District Court Judge Bryan McKinley noted other North Iowa cases where defendants have been charged and found guilty of stealing from public institutions.

“I am trying to understand how a person systematically takes money from a public institution and they know it’s wrong from the beginning,” McKinley said. “They recognize it is wrong (and yet steal). What rationale can you give me today as to why you did this?”

Mathahs said she knew what she did was wrong but “because I feel my inhibitions were very, very low, I made bad decisions.”

Although Mathahs said she was not using it as an excuse, she believes medications she was using for anxiety, depression and other illnesses were an influence during the time she was stealing from the school.

“I feel I was betrayed by my brain …,” she said. “It’s absolutely unacceptable.”

Mathahs said she wrote checks from the school district accounts “about two or three times” a year to make payments on her personal credit card debt.

“What was the average size of those checks?,” McKinley asked Mathahs.

“About $11,000,” Mathahs said.

Mathahs said she did not take vacations or trips with the stolen money but instead bought groceries, clothing and similar items people might use a credit card for.

“Two-hundred and twelve thousand dollars is a substantial amount,” McKinley said. “How much of that is finance charges?”

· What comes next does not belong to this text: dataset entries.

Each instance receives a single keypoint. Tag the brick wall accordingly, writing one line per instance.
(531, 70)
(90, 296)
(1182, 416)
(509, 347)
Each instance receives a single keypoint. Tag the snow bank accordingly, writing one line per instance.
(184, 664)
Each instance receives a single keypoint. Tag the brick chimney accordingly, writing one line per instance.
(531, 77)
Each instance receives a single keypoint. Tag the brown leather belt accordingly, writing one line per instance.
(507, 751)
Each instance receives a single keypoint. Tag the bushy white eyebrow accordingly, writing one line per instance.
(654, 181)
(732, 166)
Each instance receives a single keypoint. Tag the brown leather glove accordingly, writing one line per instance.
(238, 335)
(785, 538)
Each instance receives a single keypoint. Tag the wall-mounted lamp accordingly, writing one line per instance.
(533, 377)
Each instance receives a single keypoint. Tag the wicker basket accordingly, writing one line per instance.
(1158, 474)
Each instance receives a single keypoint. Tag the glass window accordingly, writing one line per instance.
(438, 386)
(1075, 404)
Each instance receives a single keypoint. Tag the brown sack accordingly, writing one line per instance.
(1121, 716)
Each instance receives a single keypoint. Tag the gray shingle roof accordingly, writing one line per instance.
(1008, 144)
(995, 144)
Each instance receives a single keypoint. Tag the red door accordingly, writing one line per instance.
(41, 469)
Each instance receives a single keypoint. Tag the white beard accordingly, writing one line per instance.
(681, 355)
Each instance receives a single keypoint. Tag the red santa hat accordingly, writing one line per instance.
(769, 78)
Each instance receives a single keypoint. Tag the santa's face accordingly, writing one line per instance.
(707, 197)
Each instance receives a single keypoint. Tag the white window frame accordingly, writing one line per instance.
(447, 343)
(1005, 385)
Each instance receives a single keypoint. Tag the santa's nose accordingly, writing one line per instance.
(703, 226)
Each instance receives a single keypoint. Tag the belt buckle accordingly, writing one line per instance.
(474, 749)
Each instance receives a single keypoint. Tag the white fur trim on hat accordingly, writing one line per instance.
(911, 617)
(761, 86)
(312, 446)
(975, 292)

“About half,” Mathahs said.

“So that’s about $100,000 for food and clothing …,” McKinley said.

Mathahs said she was able to hide the theft from other school officials and the School Board by using the school’s computer software and altering the purchases so they appeared to be checks for school supplies and equipment.

The thefts went undetected, in part, because the unspent balance in the Lake Mills School District had grown while she was the business manager, Mathahs said.

“So the surplus allowed the amount to be undetected,” McKinley said.

Mathahs said she quit her job as business manager after she tried to use the school’s credit card to pay for a conference in Florida and it wasn’t accepted.